Coupled dynamics in gluon mass generation and the impact of the three-gluon vertex

TL;DR

This paper investigates the coupled equations governing gluon mass generation in pure Yang-Mills theories, emphasizing the role of the three-gluon vertex and achieving a self-consistent solution aligned with lattice data.

Contribution

It introduces a joint treatment of the gluon propagator and bound-state formation equations, highlighting the importance of the three-gluon vertex's suppression for consistent solutions.

Findings

Converges to a single gauge coupling value close to lattice results.

Demonstrates the critical role of the three-gluon vertex suppression.

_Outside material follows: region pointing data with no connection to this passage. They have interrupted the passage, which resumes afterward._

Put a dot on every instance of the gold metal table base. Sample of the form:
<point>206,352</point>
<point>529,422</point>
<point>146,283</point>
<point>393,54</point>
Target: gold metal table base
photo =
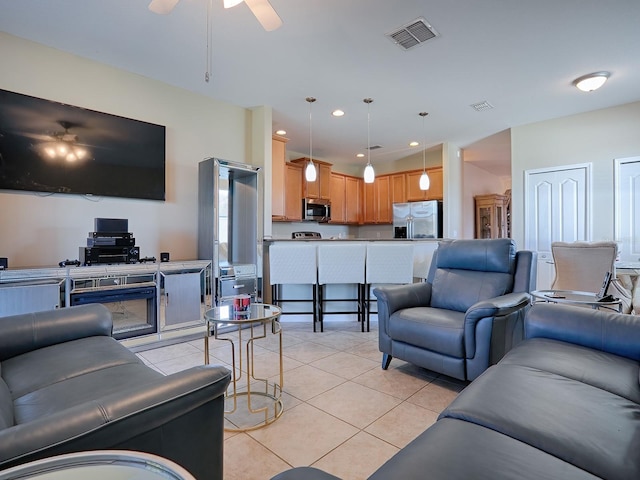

Provides a self-consistent framework for gluon mass generation.

Abstract

We present a detailed study of the subtle interplay transpiring at the level of two integral equations that are instrumental for the dynamical generation of a gluon mass in pure Yang-Mills theories. The main novelty is the joint treatment of the Schwinger-Dyson equation governing the infrared behaviour of the gluon propagator and of the integral equation that controls the formation of massless bound-state excitations, whose inclusion is instrumental for obtaining massive solutions from the former equation. The self-consistency of the entire approach imposes the requirement of using a single value for the gauge coupling entering in the two key equations; its fulfillment depends crucially on the details of the three-gluon vertex, which contributes to both of them, but with different weight. In particular, the characteristic suppression of this vertex at intermediate and low energies enables the convergence of the iteration procedure to a single gauge coupling, whose value is reasonably close to that extracted from related lattice simulations.